Cause-Specific Mortality
Reviewing physicians felt comfortable assigning a cause of death in all but 5 cases (98.6%). However, reviewers were confident (n = 140, 39.3%), somewhat confident (n = 172, 48.3%), and not confident (n = 44, 12.4%) in their cause of death assignments after reaching a consensus. Among neonates, the leading causes of death after discharge were sepsis and other infectious conditions of the newborn (n = 15, 78.9%), followed by other and unspecified perinatal conditions (n = 3, 15.8%) and other and unspecified congenital malformations (n = 1, 5.3%) (Fig 2). Leading causes of death among older children were pneumonia (n = 96, 27.7%) and sepsis (n = 81, 23.3%), followed by malaria (n = 31, 8.9%) and other and unspecified diarrheal diseases (n = 29, 8.4%) (Fig 3). Physician confidence was generally higher among nonneonates, in which 88.7% (n = 299) of cases were categorized as at least somewhat confident, compared with neonatal cases in which only 68.4% (n = 13) of cases were categorized as at least somewhat confident (P < .05). When analyzing individual diagnosis certainty among the top 5 diagnoses, physicians most often reported a confident level of certainty when assigning malaria (n = 16, 51.6%) as the primary cause of death and least often for meningitis (n = 7, 25.9%).

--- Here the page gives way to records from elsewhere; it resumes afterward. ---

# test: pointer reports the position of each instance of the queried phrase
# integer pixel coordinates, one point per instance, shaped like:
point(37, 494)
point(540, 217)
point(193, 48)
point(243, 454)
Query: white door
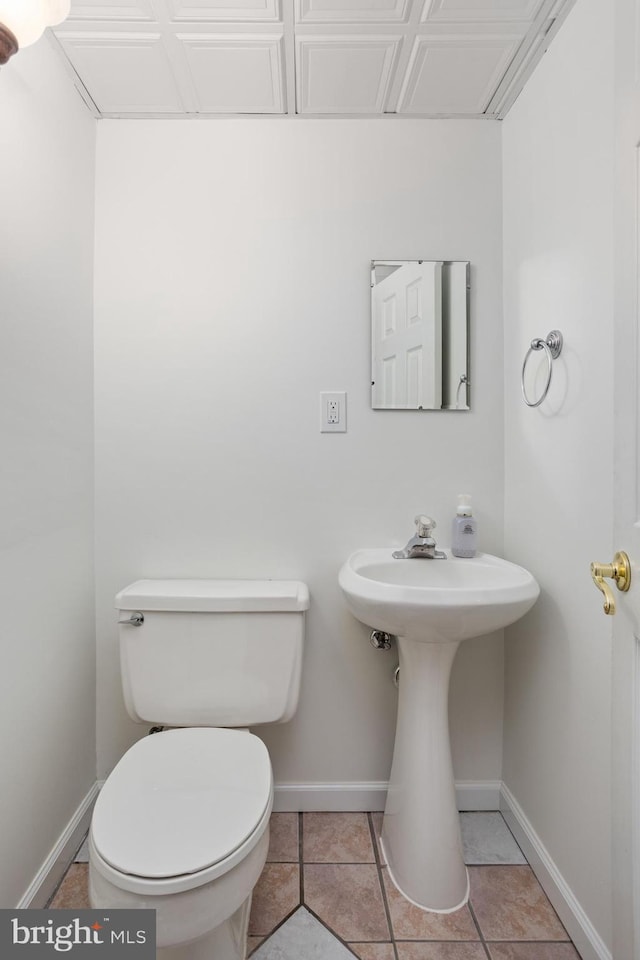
point(407, 338)
point(626, 533)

Alternative Causes of Death
In most cases (80.4%), at least 1 alternative cause of death was listed in addition to the primary cause of death. Between 0 and 4 alternate causes of death were assigned, with a median number of 1 (IQR, 1–2). For neonates, the most common alternative causes listed were other and unspecified perinatal conditions (n = 5, 26.3%) and low birth weight (n = 3, 15.8%). In older children, the most common were sepsis (n = 96, 27.7%), pneumonia (n = 85, 24.5%), meningitis (n = 49, 14.1%), and malaria (n = 39, 11.2%).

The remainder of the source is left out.